Sorprendido de lo hábilmente que me estaba sonsacando, contesté:
—Bien, le gusta que se piense que tiene un carácter duro… Pero por dentro…, yo personalmente veo unas cualidades que son tan atractivas como su rostro.
Él asintió con una inclinación de cabeza.
—Sí, estoy de acuerdo contigo.
Se acercaba por detrás un grupo de bulliciosos espectadores.
Joel se inclinó hacia delante a fin de aprovechar los últimos momentos de intimidad y habló deprisa:
—Pero supongo que te habrás dado cuenta de que… hay también una gran tristeza en ella.

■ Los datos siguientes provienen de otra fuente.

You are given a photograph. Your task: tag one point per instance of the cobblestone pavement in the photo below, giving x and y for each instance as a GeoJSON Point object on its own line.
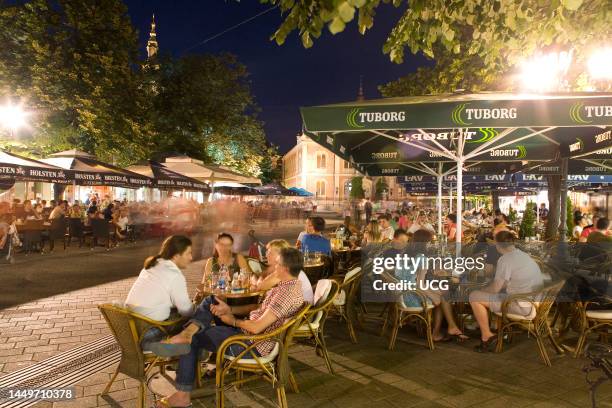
{"type": "Point", "coordinates": [369, 375]}
{"type": "Point", "coordinates": [33, 331]}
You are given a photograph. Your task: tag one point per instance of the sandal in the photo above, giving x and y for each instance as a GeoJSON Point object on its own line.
{"type": "Point", "coordinates": [486, 346]}
{"type": "Point", "coordinates": [459, 337]}
{"type": "Point", "coordinates": [164, 402]}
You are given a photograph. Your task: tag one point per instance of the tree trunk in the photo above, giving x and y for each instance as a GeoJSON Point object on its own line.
{"type": "Point", "coordinates": [554, 207]}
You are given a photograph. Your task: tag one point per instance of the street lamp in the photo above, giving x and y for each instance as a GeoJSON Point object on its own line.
{"type": "Point", "coordinates": [12, 117]}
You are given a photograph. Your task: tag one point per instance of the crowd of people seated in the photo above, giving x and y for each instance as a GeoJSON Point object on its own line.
{"type": "Point", "coordinates": [126, 219]}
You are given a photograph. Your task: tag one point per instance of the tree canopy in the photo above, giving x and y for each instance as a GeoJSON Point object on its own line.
{"type": "Point", "coordinates": [474, 42]}
{"type": "Point", "coordinates": [76, 65]}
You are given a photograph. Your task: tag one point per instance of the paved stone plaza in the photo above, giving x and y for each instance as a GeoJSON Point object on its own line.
{"type": "Point", "coordinates": [367, 374]}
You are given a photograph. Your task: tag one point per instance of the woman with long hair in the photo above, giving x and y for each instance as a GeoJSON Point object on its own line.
{"type": "Point", "coordinates": [224, 256]}
{"type": "Point", "coordinates": [271, 279]}
{"type": "Point", "coordinates": [437, 298]}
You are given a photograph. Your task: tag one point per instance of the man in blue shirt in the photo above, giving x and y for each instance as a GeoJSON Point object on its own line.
{"type": "Point", "coordinates": [314, 241]}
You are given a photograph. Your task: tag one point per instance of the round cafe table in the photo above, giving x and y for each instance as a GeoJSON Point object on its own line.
{"type": "Point", "coordinates": [231, 298]}
{"type": "Point", "coordinates": [314, 270]}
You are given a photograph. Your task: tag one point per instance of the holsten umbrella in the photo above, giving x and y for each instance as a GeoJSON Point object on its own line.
{"type": "Point", "coordinates": [166, 179]}
{"type": "Point", "coordinates": [16, 168]}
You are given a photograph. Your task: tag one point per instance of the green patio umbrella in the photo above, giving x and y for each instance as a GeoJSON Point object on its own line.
{"type": "Point", "coordinates": [386, 135]}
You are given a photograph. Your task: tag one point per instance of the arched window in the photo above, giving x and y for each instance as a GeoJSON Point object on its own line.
{"type": "Point", "coordinates": [321, 161]}
{"type": "Point", "coordinates": [320, 188]}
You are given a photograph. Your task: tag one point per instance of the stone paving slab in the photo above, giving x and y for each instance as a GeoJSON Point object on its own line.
{"type": "Point", "coordinates": [368, 375]}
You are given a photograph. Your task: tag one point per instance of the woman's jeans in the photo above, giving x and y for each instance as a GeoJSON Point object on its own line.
{"type": "Point", "coordinates": [209, 337]}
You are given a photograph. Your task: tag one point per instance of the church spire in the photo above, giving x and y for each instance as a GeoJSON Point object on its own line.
{"type": "Point", "coordinates": [152, 43]}
{"type": "Point", "coordinates": [360, 96]}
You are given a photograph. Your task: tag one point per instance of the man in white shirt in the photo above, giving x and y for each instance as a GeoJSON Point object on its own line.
{"type": "Point", "coordinates": [386, 230]}
{"type": "Point", "coordinates": [421, 223]}
{"type": "Point", "coordinates": [161, 285]}
{"type": "Point", "coordinates": [517, 273]}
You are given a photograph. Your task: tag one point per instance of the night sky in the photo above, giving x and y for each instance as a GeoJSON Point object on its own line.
{"type": "Point", "coordinates": [283, 78]}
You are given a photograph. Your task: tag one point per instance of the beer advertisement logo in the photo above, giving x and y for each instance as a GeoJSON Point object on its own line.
{"type": "Point", "coordinates": [357, 119]}
{"type": "Point", "coordinates": [518, 152]}
{"type": "Point", "coordinates": [351, 118]}
{"type": "Point", "coordinates": [486, 135]}
{"type": "Point", "coordinates": [457, 113]}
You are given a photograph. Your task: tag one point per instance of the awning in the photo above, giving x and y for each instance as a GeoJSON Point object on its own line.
{"type": "Point", "coordinates": [233, 188]}
{"type": "Point", "coordinates": [196, 169]}
{"type": "Point", "coordinates": [275, 189]}
{"type": "Point", "coordinates": [17, 168]}
{"type": "Point", "coordinates": [88, 171]}
{"type": "Point", "coordinates": [166, 179]}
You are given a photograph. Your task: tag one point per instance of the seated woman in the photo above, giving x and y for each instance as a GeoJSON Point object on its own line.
{"type": "Point", "coordinates": [418, 249]}
{"type": "Point", "coordinates": [161, 286]}
{"type": "Point", "coordinates": [280, 303]}
{"type": "Point", "coordinates": [451, 227]}
{"type": "Point", "coordinates": [121, 221]}
{"type": "Point", "coordinates": [224, 256]}
{"type": "Point", "coordinates": [270, 278]}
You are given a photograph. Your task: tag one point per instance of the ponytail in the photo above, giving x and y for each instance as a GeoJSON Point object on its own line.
{"type": "Point", "coordinates": [173, 245]}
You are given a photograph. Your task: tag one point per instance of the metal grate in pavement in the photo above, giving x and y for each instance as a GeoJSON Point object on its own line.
{"type": "Point", "coordinates": [63, 370]}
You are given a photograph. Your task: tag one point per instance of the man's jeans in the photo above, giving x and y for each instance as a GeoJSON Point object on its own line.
{"type": "Point", "coordinates": [209, 338]}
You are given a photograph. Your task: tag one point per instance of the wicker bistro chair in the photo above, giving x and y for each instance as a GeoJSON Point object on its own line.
{"type": "Point", "coordinates": [536, 323]}
{"type": "Point", "coordinates": [398, 315]}
{"type": "Point", "coordinates": [273, 368]}
{"type": "Point", "coordinates": [593, 321]}
{"type": "Point", "coordinates": [128, 329]}
{"type": "Point", "coordinates": [345, 303]}
{"type": "Point", "coordinates": [314, 321]}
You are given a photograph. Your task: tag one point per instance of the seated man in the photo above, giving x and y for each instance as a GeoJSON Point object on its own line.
{"type": "Point", "coordinates": [517, 273]}
{"type": "Point", "coordinates": [281, 302]}
{"type": "Point", "coordinates": [314, 241]}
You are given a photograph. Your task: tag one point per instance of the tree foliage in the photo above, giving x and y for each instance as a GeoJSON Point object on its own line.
{"type": "Point", "coordinates": [474, 42]}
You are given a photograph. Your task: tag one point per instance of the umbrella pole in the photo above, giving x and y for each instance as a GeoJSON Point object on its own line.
{"type": "Point", "coordinates": [459, 205]}
{"type": "Point", "coordinates": [440, 204]}
{"type": "Point", "coordinates": [563, 215]}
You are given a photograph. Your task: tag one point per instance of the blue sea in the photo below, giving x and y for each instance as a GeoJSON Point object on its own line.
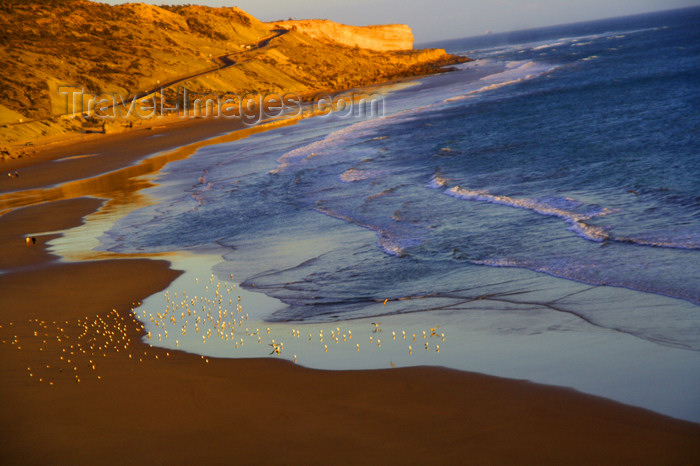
{"type": "Point", "coordinates": [541, 202]}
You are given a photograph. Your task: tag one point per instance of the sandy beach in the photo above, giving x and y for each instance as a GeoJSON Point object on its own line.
{"type": "Point", "coordinates": [80, 387]}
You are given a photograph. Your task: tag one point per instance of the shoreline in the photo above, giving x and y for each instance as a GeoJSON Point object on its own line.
{"type": "Point", "coordinates": [280, 412]}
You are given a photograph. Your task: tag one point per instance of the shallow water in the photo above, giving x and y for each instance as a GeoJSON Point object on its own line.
{"type": "Point", "coordinates": [540, 205]}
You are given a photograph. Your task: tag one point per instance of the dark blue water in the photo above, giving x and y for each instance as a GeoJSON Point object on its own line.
{"type": "Point", "coordinates": [571, 152]}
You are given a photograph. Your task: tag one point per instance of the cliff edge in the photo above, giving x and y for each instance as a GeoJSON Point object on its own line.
{"type": "Point", "coordinates": [378, 38]}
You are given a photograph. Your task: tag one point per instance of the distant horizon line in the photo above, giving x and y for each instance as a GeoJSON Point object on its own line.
{"type": "Point", "coordinates": [573, 23]}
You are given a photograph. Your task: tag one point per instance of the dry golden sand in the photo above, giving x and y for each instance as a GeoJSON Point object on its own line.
{"type": "Point", "coordinates": [118, 401]}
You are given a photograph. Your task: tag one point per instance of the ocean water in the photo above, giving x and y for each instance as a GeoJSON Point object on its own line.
{"type": "Point", "coordinates": [543, 199]}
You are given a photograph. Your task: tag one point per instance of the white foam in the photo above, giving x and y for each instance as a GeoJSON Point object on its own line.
{"type": "Point", "coordinates": [353, 174]}
{"type": "Point", "coordinates": [577, 221]}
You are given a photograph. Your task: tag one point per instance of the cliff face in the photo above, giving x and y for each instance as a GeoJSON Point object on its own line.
{"type": "Point", "coordinates": [48, 46]}
{"type": "Point", "coordinates": [378, 38]}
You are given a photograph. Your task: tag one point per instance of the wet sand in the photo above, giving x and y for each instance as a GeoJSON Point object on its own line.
{"type": "Point", "coordinates": [119, 400]}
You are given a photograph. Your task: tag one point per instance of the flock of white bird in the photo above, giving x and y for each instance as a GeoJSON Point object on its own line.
{"type": "Point", "coordinates": [74, 349]}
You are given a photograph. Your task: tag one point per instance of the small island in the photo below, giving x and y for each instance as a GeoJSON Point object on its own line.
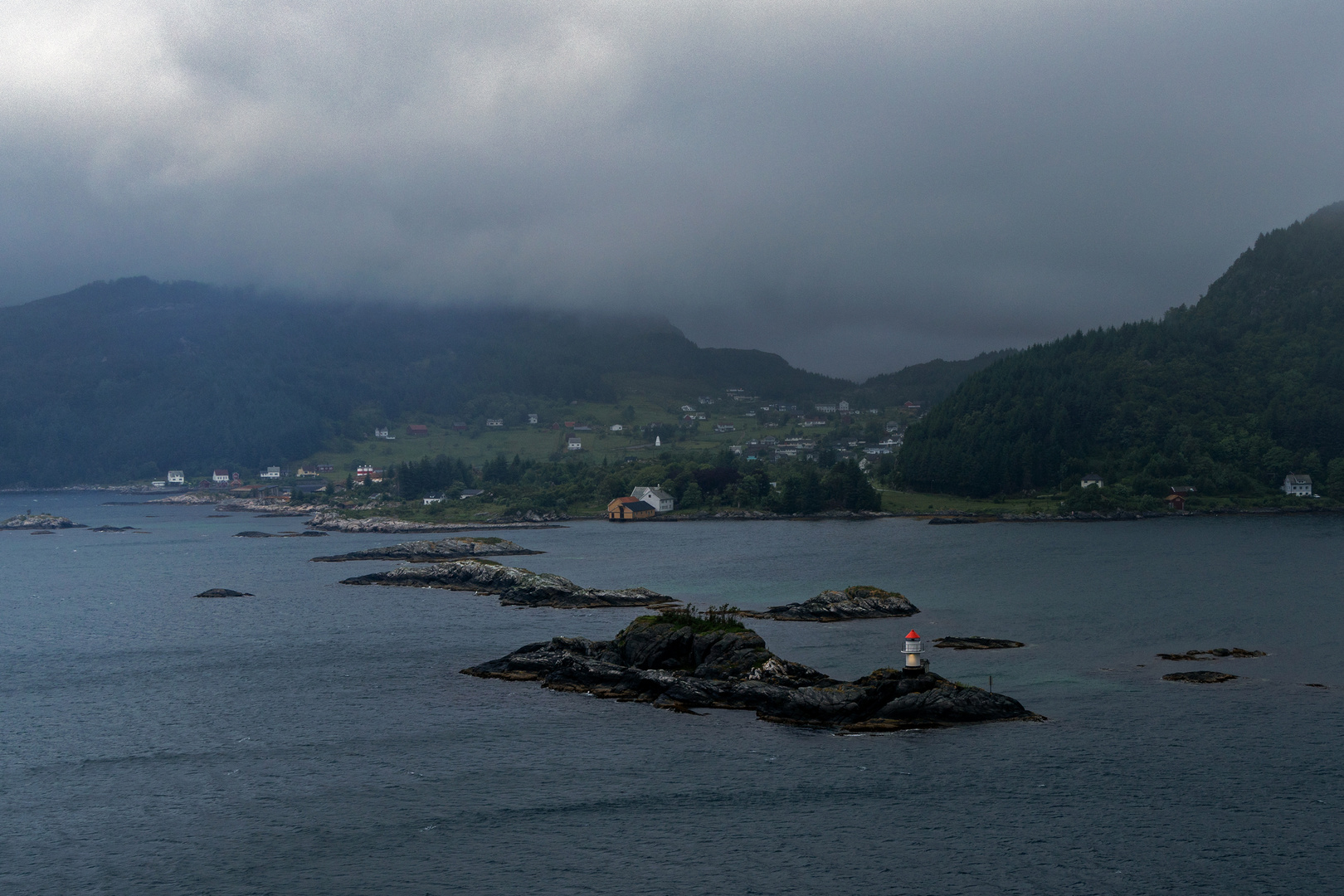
{"type": "Point", "coordinates": [433, 551]}
{"type": "Point", "coordinates": [1214, 653]}
{"type": "Point", "coordinates": [1203, 677]}
{"type": "Point", "coordinates": [855, 602]}
{"type": "Point", "coordinates": [39, 522]}
{"type": "Point", "coordinates": [515, 586]}
{"type": "Point", "coordinates": [973, 642]}
{"type": "Point", "coordinates": [682, 660]}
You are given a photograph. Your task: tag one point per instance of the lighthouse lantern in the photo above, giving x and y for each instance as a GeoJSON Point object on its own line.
{"type": "Point", "coordinates": [914, 646]}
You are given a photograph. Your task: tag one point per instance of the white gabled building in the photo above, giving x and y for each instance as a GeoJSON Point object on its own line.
{"type": "Point", "coordinates": [1300, 485]}
{"type": "Point", "coordinates": [656, 499]}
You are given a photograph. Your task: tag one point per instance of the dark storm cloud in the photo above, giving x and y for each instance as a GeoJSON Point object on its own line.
{"type": "Point", "coordinates": [854, 184]}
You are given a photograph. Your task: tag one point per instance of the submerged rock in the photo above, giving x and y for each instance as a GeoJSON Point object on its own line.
{"type": "Point", "coordinates": [855, 602]}
{"type": "Point", "coordinates": [1216, 653]}
{"type": "Point", "coordinates": [433, 551]}
{"type": "Point", "coordinates": [514, 585]}
{"type": "Point", "coordinates": [39, 522]}
{"type": "Point", "coordinates": [336, 523]}
{"type": "Point", "coordinates": [279, 535]}
{"type": "Point", "coordinates": [682, 665]}
{"type": "Point", "coordinates": [1202, 677]}
{"type": "Point", "coordinates": [977, 644]}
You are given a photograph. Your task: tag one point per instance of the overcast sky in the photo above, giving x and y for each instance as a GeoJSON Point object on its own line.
{"type": "Point", "coordinates": [856, 186]}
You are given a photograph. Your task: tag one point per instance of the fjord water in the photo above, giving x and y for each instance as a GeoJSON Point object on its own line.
{"type": "Point", "coordinates": [319, 739]}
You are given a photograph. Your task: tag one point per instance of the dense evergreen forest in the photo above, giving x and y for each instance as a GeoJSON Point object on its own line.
{"type": "Point", "coordinates": [123, 381]}
{"type": "Point", "coordinates": [1227, 395]}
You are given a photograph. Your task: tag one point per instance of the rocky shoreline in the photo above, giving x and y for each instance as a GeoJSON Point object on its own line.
{"type": "Point", "coordinates": [431, 551]}
{"type": "Point", "coordinates": [855, 602]}
{"type": "Point", "coordinates": [515, 586]}
{"type": "Point", "coordinates": [392, 525]}
{"type": "Point", "coordinates": [672, 665]}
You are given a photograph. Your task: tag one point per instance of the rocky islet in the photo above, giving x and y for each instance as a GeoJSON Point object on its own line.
{"type": "Point", "coordinates": [675, 661]}
{"type": "Point", "coordinates": [515, 586]}
{"type": "Point", "coordinates": [435, 551]}
{"type": "Point", "coordinates": [855, 602]}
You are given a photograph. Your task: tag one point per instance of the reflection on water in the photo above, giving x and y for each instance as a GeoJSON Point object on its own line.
{"type": "Point", "coordinates": [318, 738]}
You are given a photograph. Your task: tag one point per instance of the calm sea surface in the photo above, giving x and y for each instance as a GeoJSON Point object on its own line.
{"type": "Point", "coordinates": [319, 738]}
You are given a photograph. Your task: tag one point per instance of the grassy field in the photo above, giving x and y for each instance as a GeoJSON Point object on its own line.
{"type": "Point", "coordinates": [477, 445]}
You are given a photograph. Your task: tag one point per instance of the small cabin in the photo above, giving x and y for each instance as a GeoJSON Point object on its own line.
{"type": "Point", "coordinates": [1298, 485]}
{"type": "Point", "coordinates": [655, 497]}
{"type": "Point", "coordinates": [628, 509]}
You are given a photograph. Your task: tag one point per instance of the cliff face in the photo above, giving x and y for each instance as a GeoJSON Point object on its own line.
{"type": "Point", "coordinates": [676, 668]}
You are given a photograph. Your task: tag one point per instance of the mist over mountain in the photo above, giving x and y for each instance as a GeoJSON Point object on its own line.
{"type": "Point", "coordinates": [1227, 395]}
{"type": "Point", "coordinates": [125, 379]}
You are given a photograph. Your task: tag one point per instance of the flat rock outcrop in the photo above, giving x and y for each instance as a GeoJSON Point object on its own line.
{"type": "Point", "coordinates": [336, 523]}
{"type": "Point", "coordinates": [1215, 653]}
{"type": "Point", "coordinates": [39, 522]}
{"type": "Point", "coordinates": [678, 666]}
{"type": "Point", "coordinates": [514, 586]}
{"type": "Point", "coordinates": [279, 535]}
{"type": "Point", "coordinates": [433, 551]}
{"type": "Point", "coordinates": [1202, 677]}
{"type": "Point", "coordinates": [855, 602]}
{"type": "Point", "coordinates": [977, 644]}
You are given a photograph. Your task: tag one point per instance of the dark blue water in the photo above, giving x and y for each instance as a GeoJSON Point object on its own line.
{"type": "Point", "coordinates": [319, 739]}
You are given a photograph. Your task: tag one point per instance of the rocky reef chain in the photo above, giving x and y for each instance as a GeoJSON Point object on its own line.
{"type": "Point", "coordinates": [435, 551]}
{"type": "Point", "coordinates": [687, 666]}
{"type": "Point", "coordinates": [855, 602]}
{"type": "Point", "coordinates": [515, 586]}
{"type": "Point", "coordinates": [39, 522]}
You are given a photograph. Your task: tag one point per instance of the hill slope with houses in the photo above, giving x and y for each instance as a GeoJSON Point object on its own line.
{"type": "Point", "coordinates": [1227, 397]}
{"type": "Point", "coordinates": [128, 379]}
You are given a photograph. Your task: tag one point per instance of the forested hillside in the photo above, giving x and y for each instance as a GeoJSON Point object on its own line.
{"type": "Point", "coordinates": [1227, 395]}
{"type": "Point", "coordinates": [123, 381]}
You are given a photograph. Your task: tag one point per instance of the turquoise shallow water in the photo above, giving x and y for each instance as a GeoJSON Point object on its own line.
{"type": "Point", "coordinates": [318, 738]}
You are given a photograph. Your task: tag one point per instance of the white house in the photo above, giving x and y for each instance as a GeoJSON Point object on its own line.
{"type": "Point", "coordinates": [1300, 485]}
{"type": "Point", "coordinates": [656, 499]}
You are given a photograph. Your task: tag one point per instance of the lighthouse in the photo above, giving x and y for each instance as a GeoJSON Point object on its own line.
{"type": "Point", "coordinates": [914, 646]}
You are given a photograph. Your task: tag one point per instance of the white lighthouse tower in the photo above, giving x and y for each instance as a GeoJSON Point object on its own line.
{"type": "Point", "coordinates": [914, 646]}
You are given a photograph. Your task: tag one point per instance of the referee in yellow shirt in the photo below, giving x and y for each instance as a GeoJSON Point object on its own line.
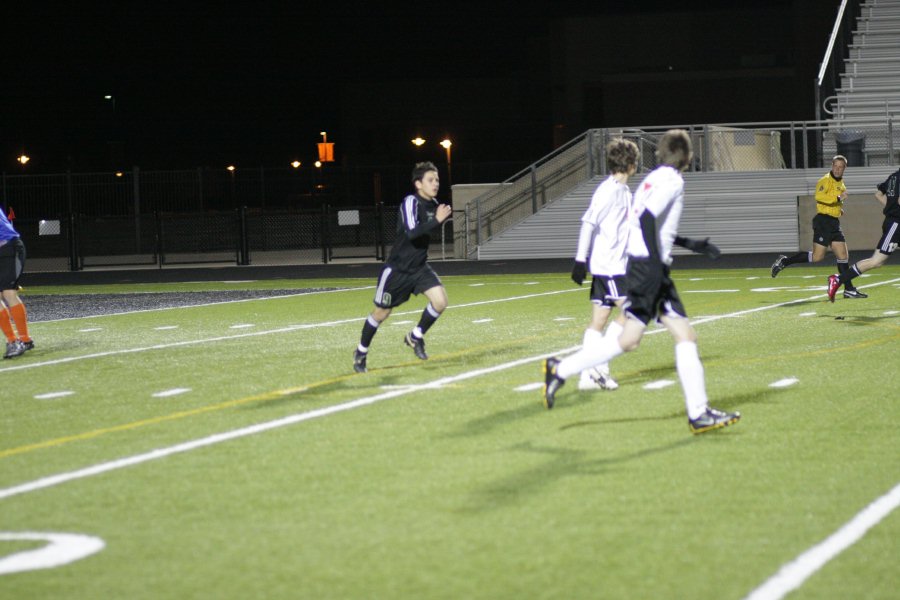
{"type": "Point", "coordinates": [831, 191]}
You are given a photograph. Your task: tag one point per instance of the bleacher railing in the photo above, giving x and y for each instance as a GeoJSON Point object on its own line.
{"type": "Point", "coordinates": [717, 147]}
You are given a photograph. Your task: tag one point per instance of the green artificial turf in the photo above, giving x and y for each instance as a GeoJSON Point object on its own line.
{"type": "Point", "coordinates": [446, 479]}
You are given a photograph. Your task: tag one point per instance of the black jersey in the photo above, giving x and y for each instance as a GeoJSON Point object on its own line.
{"type": "Point", "coordinates": [891, 188]}
{"type": "Point", "coordinates": [414, 225]}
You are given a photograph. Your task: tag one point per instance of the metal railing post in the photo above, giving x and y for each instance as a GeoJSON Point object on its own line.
{"type": "Point", "coordinates": [707, 141]}
{"type": "Point", "coordinates": [890, 139]}
{"type": "Point", "coordinates": [793, 147]}
{"type": "Point", "coordinates": [533, 189]}
{"type": "Point", "coordinates": [805, 146]}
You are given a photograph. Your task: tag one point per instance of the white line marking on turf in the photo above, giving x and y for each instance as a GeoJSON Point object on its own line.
{"type": "Point", "coordinates": [287, 329]}
{"type": "Point", "coordinates": [658, 385]}
{"type": "Point", "coordinates": [172, 392]}
{"type": "Point", "coordinates": [793, 574]}
{"type": "Point", "coordinates": [528, 387]}
{"type": "Point", "coordinates": [62, 549]}
{"type": "Point", "coordinates": [129, 461]}
{"type": "Point", "coordinates": [131, 312]}
{"type": "Point", "coordinates": [52, 395]}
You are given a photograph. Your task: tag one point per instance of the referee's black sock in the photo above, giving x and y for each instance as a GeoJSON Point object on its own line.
{"type": "Point", "coordinates": [370, 328]}
{"type": "Point", "coordinates": [844, 269]}
{"type": "Point", "coordinates": [429, 316]}
{"type": "Point", "coordinates": [801, 257]}
{"type": "Point", "coordinates": [848, 276]}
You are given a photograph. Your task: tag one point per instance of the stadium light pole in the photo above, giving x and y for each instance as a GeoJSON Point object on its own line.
{"type": "Point", "coordinates": [446, 143]}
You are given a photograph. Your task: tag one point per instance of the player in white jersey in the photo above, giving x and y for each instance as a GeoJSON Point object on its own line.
{"type": "Point", "coordinates": [654, 219]}
{"type": "Point", "coordinates": [601, 245]}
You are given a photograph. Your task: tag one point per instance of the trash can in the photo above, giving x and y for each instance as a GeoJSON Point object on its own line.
{"type": "Point", "coordinates": [852, 144]}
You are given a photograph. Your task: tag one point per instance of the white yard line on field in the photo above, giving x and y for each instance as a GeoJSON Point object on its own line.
{"type": "Point", "coordinates": [790, 577]}
{"type": "Point", "coordinates": [130, 461]}
{"type": "Point", "coordinates": [203, 304]}
{"type": "Point", "coordinates": [793, 574]}
{"type": "Point", "coordinates": [224, 338]}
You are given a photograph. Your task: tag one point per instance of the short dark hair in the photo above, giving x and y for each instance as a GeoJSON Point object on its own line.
{"type": "Point", "coordinates": [421, 168]}
{"type": "Point", "coordinates": [621, 154]}
{"type": "Point", "coordinates": [675, 149]}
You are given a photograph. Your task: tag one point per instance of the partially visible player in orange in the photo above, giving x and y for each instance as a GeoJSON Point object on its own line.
{"type": "Point", "coordinates": [12, 310]}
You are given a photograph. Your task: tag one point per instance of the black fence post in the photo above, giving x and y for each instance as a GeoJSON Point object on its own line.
{"type": "Point", "coordinates": [326, 237]}
{"type": "Point", "coordinates": [160, 255]}
{"type": "Point", "coordinates": [243, 238]}
{"type": "Point", "coordinates": [74, 260]}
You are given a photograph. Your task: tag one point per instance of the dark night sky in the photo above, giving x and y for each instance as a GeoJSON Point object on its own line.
{"type": "Point", "coordinates": [208, 86]}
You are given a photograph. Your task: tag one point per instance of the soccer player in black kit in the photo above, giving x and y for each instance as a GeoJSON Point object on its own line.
{"type": "Point", "coordinates": [407, 270]}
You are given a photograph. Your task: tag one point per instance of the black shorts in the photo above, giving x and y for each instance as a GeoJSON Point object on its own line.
{"type": "Point", "coordinates": [890, 236]}
{"type": "Point", "coordinates": [606, 290]}
{"type": "Point", "coordinates": [651, 292]}
{"type": "Point", "coordinates": [12, 262]}
{"type": "Point", "coordinates": [395, 287]}
{"type": "Point", "coordinates": [827, 229]}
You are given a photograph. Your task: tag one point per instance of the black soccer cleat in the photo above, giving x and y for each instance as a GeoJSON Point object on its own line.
{"type": "Point", "coordinates": [778, 266]}
{"type": "Point", "coordinates": [359, 361]}
{"type": "Point", "coordinates": [552, 382]}
{"type": "Point", "coordinates": [14, 348]}
{"type": "Point", "coordinates": [712, 419]}
{"type": "Point", "coordinates": [834, 283]}
{"type": "Point", "coordinates": [417, 344]}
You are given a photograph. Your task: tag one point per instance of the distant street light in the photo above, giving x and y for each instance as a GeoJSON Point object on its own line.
{"type": "Point", "coordinates": [231, 169]}
{"type": "Point", "coordinates": [446, 143]}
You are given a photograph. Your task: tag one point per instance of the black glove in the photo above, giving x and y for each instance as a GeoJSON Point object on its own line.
{"type": "Point", "coordinates": [700, 247]}
{"type": "Point", "coordinates": [579, 270]}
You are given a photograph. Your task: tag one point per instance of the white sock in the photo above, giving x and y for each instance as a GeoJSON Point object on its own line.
{"type": "Point", "coordinates": [690, 372]}
{"type": "Point", "coordinates": [594, 354]}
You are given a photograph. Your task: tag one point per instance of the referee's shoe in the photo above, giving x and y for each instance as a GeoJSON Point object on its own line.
{"type": "Point", "coordinates": [417, 344]}
{"type": "Point", "coordinates": [712, 419]}
{"type": "Point", "coordinates": [552, 382]}
{"type": "Point", "coordinates": [778, 266]}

Yo recordé el triste estado de ánimo en que la dejé la noche anterior, aquella soledad y aquella desesperación que parecían ancladas en ella y parecían arrastrarla hasta un abismo oscuro y privado.
—Sí, soy consciente de ello. No sé de dónde proviene esta tristeza o lo que significa, pero me he dado cuenta.
—Esto da que pensar —dijo y enseguida titubeó.
—¿Qué?
Se puso a mirarme con tal intensidad que casi llegué a creer que estaba leyendo mi alma con algún poder psíquico propio. Luego suspiró y prosiguió:
—Cuenta con una apariencia asombrosamente hermosa y también con una belleza interior. En eso estamos de acuerdo… Pero ¿es posible que haya otra «apariencia interior» bajo la «interior» que podemos ver?
Yo meneé la cabeza.
—No creo que sea una persona falsa.
—¡Huy, mi joven amigo, todos lo somos! Todos engañamos. Algunos engañamos a todo el mundo, a todas y cada una de las personas que encontramos en nuestro camino. Algunos engañamos sólo a personas escogidas, esposas y amantes, o madres y padres. Y algunos nos engañamos únicamente a nosotros mismos. Pero nadie es por completo honesto con todo el mundo, siempre y en todos los aspectos. Qué diantre, la necesidad de engañar no es más que otra de las maldiciones que debe soportar nuestra pobre especie.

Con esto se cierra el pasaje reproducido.